〇令和7年6月6日にQヒート15kg(13.5L)×3缶=45kg(40.5L)を水に溶き250?作成した。
〇Qヒート区(4号ハウス793平方メートル、両屋根型(3連棟)硬質フィルム張、内張りに遮光ネット)に希釈したQヒート150Lをピストル噴口で屋根部と南側妻面に散布した。
【結果】
〇ハウス(793平方メートル)の屋根部分と南の妻面の散布時間は、移動時間を含めて44分であった。
〇遮熱剤の使用量は10a当たり2.25缶の使用となったため、カタログ値によると遮光率(PAR)20%、遮光率(NIR)50%、ヘイズ値93%、耐用週間は13~15週となった。
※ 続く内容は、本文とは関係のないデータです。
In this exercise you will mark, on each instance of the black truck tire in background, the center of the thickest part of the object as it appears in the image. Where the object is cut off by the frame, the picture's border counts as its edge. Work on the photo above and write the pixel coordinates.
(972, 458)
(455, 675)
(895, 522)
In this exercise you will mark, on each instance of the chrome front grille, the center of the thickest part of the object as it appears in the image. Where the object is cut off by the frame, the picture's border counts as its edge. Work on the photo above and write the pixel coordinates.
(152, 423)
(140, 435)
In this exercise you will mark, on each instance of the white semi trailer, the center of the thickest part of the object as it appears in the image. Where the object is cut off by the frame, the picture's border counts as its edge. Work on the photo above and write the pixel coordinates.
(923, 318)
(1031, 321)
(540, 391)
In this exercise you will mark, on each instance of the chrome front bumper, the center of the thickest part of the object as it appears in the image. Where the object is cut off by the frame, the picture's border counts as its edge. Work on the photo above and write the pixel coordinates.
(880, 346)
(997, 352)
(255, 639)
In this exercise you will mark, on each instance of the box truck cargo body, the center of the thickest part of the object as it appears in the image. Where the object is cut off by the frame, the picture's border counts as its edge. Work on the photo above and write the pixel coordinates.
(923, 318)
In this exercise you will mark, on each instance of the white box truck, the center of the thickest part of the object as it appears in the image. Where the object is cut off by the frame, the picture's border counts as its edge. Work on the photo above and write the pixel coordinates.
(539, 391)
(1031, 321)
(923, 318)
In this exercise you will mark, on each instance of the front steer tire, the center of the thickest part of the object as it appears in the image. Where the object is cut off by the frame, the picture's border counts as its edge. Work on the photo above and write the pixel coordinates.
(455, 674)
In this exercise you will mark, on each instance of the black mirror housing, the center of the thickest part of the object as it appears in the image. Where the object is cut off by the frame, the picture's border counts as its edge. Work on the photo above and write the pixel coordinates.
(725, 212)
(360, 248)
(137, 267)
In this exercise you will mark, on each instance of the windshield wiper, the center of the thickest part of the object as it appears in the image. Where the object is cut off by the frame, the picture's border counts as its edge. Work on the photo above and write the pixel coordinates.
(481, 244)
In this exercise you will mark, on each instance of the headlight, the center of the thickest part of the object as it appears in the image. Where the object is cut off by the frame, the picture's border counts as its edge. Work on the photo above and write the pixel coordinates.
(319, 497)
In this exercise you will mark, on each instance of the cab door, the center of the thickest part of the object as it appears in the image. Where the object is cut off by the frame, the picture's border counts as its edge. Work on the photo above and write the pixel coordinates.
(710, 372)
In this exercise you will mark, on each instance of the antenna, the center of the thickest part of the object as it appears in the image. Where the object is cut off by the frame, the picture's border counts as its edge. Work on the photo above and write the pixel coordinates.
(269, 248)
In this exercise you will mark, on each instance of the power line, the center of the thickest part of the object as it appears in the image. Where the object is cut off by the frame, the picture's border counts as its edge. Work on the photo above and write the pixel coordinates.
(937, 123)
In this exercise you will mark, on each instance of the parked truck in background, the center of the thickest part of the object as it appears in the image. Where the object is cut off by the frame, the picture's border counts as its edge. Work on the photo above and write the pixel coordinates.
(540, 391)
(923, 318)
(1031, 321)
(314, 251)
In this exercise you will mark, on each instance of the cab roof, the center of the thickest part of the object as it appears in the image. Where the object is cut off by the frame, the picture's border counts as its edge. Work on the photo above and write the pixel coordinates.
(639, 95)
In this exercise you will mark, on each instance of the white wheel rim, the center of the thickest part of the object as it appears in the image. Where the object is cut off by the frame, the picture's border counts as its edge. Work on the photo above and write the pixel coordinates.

6月6日に散布したため、効果は8月29日~9月12日頃までと推測された。
〇ハウス内の屋外日射量に対する割合は、昨年とほぼ同等であった(表-1)。
〇ハウス内の平均気温は、昨年比で8月は2.4℃、9月は1.58℃低下しており、気温を下げる効果があった(表-3)。
〇芯止まり率は、昨年と比較して約50%→4.2%と大幅に改善し(表-4)、結実不良株率は、約100%→10.2%と大幅に改善された(表-5)。
〇収量は、昨年より定植が1週間遅かった(8月5日)ため、収穫開始が遅くなり10月の収量は少なくなったが、12月末までの累積収量は昨年の129%となり、683kg多く収穫ができた(表-6)。
〇Qヒートは3缶で約12万円(793平方メートルで7万2千円)と高価であるが、12月末で、約87万円の増収が見込まれたため、費用対効果はあった。
ハウス内日射量とハウス内平均気温の推移(みどりクラウドのデータより)

ミニトマトの高温障害発生株数(芯止まり、結実不良)


Qヒート散布ハウス(4号ハウス)の収穫量調査

【残された課題、今後の展開、利用上の注意事項】
〇今回の散布濃度が2.25缶/10aであり、この濃度で散布するならば、散布時期を7月初旬にすることで9月30日~10月14日頃までの耐用効果期間となり、暑熱対策期間が長くとれてより良かったと思われる。